The nationwide registry-based study published in Stroke assessed adult patients in Sweden admitted for stroke who underwent IV thrombolysis between 2010 and 2017 (n = 14,132; median age, 74 years; median NIH Stroke Scale score, 8 points). Researchers compared survival, intracranial hemorrhage and functional outcomes with the door-to-needle times for each patient.
Researchers observed that from 2010 to 2017, door-to-needle time decreased from approximately 65 to 38 minutes. The median door-to-needle time during the study period was 47 minutes.

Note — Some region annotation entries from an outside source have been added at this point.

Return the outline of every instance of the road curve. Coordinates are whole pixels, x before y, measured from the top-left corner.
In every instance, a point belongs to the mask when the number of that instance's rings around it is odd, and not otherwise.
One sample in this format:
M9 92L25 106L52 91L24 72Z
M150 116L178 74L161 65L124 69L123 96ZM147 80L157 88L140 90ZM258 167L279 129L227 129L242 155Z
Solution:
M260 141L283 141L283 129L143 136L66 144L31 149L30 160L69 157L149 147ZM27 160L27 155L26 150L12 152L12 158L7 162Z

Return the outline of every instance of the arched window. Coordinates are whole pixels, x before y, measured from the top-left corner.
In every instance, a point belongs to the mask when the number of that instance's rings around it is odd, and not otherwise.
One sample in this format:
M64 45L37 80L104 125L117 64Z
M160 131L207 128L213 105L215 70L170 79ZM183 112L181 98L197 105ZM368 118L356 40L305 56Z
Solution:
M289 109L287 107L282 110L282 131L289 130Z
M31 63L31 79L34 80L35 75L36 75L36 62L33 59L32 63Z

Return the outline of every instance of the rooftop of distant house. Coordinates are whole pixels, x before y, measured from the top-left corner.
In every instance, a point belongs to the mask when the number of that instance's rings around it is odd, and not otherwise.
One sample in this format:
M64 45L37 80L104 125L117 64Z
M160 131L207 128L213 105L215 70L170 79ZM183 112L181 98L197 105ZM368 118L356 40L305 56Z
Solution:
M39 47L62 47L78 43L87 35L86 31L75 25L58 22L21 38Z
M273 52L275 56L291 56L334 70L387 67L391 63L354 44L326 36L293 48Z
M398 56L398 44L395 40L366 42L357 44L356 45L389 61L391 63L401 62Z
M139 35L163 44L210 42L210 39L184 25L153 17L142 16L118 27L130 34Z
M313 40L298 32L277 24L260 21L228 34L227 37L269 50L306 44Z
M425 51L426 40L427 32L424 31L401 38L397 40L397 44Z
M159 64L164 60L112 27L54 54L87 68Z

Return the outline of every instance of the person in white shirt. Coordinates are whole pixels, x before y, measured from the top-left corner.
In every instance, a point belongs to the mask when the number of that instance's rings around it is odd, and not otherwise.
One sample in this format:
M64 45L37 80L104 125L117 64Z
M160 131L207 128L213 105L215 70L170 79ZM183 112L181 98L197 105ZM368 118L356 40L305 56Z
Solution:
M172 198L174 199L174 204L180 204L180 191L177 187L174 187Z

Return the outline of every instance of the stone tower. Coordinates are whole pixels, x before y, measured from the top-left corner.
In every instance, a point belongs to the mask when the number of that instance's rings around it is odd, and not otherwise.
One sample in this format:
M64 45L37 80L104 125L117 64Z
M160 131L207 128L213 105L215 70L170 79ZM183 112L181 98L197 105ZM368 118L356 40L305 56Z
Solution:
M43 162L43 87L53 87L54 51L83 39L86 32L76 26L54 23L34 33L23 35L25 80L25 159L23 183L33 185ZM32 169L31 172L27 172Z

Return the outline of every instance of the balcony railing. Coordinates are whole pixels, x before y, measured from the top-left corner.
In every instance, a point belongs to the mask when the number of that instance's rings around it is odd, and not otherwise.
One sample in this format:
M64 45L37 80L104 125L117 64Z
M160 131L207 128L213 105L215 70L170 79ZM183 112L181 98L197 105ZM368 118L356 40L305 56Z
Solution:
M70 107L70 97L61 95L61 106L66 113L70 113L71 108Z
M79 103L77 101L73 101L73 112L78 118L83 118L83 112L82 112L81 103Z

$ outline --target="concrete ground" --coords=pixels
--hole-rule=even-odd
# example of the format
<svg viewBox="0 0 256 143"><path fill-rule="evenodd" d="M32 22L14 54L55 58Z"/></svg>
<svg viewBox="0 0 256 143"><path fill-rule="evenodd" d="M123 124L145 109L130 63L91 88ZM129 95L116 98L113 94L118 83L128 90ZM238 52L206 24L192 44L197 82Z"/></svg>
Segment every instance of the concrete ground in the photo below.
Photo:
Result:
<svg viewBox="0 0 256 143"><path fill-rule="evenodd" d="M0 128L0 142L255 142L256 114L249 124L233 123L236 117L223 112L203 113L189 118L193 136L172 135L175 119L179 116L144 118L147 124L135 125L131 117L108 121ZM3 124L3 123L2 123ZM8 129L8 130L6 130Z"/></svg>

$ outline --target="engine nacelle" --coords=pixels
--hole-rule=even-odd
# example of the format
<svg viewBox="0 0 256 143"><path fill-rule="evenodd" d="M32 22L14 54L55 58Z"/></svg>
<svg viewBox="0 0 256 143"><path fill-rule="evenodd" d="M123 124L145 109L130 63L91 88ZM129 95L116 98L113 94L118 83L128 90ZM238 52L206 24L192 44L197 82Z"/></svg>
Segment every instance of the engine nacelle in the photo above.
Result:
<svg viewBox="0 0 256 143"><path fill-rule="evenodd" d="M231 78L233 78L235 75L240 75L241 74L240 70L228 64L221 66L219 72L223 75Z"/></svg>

Per-minute delay in door-to-needle IV thrombolysis for stroke was associated with:
  • lower odds of 90-day survival (OR = 0.994; 95% CI, 0.992-0.996);
  • higher odds of intracranial hemorrhage within 36 hours (OR = 1.003; 95% CI, 1-1.006);
  • worse functional outcomes for daily living (OR = 1.003; 95% CI, 1.001-1.005);
  • worse functional outcomes for living conditions (OR = 1.004; 95% CI, 1.002-1.005); and
  • worse mobility at 3 months (OR = 1.004; 95% CI, 1.003-1.006).
“The finding that higher age, higher NIH Stroke Scale, and longer onset-to-door time was related with shorter door-to-needle time, explain why the results showed only after adjustment for confounders,” the researchers wrote. “Before 2014, patients older than 80 years were not eligible for IV thrombolysis; hence, most of these patients were included in the later part of the study, which may explain the relationship for age. Delays related to NIH Stroke Scale and onset-to-door time should be possible to target in future quality improvement efforts aiming to achieve a quick and correct stroke diagnosis.”